Question

Each step in the process below has a 70.0% yield.

CH4+4Cl2-->CCl4+4HCl

CCl4+2HF-->CCl2F2+2HCl

The CCl4 formed in the first step is used as a reactant in the second step. If 7.00 mol of CH4 reacts, what is the total amount of HCl produced? Assume that Cl2 and HF are present in excess.

Answer 1

The CCl4 formed in the first step is used as a reactant in the second step. If 7.00 mol of CH4 reacts, what is the total amount of HCl produced? Assume that Cl2 and HF are present in excess.

If 7 mole CH4 reacts in the first stage, you will get 0.7 x 4 x 7 moles HCl(=19.6moles) in the first stage and 0.7x 7 moles of CCl4 (=4.9 mole)

In the second stage each mole CCl4 makes 2 mole HCl at 100% yield so with a 70% yield and starting with 4.9 mole CCl4 you will get 0.7 x 2 x 4.9 mole HCl(= 6.86 moles). Add this to the amount in the first stage and you have the total moles HCl made

total moles HCl = total moles HCl in first step + total moles HCl in second step

                        = 19.6 + 6.86

                        = 26.46 moles

total mol HCl produced is 26.46 mol

OR

moles of given chemical x molar ratio from balance equation:

this ratio is in the following form: unknown coeff./know coeff.

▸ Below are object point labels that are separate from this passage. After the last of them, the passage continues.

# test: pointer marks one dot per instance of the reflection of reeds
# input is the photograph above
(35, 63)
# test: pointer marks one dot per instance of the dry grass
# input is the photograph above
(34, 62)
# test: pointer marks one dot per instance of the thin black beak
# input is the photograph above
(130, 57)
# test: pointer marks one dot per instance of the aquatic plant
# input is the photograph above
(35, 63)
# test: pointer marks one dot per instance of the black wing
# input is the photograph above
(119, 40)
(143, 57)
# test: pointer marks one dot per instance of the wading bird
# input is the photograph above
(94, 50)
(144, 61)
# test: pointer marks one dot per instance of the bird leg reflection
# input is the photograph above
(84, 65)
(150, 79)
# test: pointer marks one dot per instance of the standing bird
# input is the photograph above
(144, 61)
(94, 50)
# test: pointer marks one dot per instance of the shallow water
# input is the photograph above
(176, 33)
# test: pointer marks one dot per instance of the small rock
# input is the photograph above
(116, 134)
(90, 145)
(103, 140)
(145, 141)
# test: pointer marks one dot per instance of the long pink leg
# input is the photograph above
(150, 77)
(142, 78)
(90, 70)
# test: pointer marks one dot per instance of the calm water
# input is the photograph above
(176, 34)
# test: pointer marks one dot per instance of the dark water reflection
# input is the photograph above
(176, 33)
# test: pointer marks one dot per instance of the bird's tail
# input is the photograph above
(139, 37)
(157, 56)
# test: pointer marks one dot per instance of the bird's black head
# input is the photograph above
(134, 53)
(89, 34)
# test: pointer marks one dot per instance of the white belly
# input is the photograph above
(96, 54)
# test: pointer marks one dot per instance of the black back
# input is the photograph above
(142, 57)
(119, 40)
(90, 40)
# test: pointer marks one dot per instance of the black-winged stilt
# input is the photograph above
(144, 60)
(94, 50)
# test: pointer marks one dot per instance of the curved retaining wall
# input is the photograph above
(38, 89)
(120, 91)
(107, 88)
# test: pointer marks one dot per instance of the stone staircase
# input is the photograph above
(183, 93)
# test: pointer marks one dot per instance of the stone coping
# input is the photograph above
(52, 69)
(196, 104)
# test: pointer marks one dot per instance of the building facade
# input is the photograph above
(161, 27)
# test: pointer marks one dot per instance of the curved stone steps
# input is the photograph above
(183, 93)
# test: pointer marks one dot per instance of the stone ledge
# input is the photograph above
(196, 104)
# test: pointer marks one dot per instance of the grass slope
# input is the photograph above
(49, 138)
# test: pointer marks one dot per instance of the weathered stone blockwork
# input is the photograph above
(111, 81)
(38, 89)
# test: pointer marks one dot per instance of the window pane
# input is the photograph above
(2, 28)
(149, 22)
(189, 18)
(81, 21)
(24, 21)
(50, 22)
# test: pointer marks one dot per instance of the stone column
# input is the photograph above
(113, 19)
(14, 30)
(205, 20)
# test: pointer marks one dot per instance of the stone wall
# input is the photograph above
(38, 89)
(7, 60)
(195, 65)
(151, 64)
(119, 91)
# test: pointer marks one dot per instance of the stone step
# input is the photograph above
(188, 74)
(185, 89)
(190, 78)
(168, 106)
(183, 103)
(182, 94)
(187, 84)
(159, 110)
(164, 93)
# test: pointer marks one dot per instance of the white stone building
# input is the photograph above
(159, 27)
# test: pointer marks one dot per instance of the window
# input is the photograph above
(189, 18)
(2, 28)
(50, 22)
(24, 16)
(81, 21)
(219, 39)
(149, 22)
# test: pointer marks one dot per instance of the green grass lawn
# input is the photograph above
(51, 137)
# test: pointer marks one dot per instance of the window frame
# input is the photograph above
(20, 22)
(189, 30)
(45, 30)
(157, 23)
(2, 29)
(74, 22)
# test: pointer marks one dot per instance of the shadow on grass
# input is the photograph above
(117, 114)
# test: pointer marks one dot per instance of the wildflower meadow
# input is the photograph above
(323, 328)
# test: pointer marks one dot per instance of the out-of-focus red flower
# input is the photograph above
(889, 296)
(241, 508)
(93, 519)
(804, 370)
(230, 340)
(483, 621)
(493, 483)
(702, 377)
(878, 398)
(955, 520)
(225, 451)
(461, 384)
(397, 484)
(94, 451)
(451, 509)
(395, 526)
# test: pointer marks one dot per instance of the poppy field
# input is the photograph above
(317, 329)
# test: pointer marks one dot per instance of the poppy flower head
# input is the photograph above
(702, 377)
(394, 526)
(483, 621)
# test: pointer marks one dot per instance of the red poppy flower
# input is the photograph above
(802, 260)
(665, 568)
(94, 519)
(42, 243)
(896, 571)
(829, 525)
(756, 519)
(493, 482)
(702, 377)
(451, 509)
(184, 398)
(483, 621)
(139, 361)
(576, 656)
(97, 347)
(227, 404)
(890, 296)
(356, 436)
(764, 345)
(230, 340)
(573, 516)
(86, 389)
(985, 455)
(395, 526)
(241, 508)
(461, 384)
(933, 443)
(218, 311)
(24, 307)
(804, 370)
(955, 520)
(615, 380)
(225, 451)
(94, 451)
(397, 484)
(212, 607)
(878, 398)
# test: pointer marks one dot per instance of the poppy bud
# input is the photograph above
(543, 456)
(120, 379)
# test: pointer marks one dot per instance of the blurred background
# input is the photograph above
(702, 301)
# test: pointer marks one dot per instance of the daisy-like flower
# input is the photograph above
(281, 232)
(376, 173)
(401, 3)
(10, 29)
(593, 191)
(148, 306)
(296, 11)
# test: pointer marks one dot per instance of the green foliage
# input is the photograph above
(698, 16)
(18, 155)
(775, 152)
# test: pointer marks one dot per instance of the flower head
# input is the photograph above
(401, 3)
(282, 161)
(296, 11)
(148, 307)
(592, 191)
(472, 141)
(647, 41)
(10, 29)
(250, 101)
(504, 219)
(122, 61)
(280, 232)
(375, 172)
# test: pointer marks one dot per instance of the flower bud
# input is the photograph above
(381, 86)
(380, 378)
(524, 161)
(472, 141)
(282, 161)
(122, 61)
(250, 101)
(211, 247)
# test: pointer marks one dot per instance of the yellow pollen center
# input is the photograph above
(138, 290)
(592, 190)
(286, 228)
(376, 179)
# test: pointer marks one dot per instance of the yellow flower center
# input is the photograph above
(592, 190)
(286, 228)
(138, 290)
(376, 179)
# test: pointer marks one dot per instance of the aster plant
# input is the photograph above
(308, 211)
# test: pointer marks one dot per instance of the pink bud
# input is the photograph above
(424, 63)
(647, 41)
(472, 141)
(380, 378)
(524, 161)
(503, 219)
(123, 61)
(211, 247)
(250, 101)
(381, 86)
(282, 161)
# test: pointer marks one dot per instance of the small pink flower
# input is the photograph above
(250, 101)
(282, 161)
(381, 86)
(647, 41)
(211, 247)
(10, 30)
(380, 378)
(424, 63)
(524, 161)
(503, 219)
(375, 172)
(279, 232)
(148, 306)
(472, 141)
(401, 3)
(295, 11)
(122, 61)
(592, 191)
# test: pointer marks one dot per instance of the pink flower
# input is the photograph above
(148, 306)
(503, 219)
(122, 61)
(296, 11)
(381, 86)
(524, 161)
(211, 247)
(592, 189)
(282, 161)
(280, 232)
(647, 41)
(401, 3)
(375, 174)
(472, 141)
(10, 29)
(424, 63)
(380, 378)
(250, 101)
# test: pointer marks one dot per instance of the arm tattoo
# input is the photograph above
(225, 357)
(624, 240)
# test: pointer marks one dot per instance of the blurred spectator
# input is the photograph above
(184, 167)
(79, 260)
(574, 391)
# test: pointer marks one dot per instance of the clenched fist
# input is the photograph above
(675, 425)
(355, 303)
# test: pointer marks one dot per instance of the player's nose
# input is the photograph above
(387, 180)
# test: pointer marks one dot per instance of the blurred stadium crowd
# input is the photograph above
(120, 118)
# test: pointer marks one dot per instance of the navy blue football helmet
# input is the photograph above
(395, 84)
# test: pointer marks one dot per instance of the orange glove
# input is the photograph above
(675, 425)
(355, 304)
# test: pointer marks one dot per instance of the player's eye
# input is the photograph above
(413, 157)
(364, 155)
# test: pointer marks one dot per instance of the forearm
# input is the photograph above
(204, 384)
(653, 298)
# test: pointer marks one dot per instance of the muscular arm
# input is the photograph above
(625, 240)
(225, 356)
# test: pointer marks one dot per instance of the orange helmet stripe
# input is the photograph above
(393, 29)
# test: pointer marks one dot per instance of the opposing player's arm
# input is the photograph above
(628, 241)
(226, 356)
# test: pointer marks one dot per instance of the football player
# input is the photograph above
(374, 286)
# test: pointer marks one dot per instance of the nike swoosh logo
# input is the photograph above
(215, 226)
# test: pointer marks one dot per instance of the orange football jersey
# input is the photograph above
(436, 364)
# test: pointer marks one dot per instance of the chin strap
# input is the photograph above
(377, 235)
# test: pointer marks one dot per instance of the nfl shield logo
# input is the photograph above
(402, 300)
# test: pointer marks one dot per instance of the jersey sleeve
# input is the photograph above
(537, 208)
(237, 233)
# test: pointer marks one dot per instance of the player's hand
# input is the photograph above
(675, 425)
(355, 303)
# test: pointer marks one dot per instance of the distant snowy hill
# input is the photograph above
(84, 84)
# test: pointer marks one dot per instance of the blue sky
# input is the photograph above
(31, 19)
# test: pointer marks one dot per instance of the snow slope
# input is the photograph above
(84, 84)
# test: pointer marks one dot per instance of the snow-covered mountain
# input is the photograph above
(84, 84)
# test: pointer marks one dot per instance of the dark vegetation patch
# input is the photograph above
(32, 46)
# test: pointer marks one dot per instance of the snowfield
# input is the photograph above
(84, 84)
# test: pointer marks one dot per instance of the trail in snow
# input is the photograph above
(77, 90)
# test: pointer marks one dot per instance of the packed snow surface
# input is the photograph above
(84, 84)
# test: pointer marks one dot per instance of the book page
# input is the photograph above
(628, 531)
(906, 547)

so 7 mol. CH4 x 4 HCl/1 CH4 = 28 mol HCl in step 1 x 0.7 = 19.6 mol HCl

also in step one figure out how much CCl4 is made: 7 mol CH4 x 1 mol CCl4/1mol CH4 = 7 Mol CCl4 produced x 0.7 = 4.9 mol CCl4

With 4.9 mole of CCl4 produced to use in step 2, how much more HCl is produced? 4.9 mol CCl4 x 2mol HCl/1 mole CCl4 = 9.8 mole HCl x 0.7 =6.86 mol HCl Produced

Add the 19.6 mol HCl in step 1 to the 6.86 mol HCl in step 2 and total mol HCl produced is 26.46 mol HCl totally produced.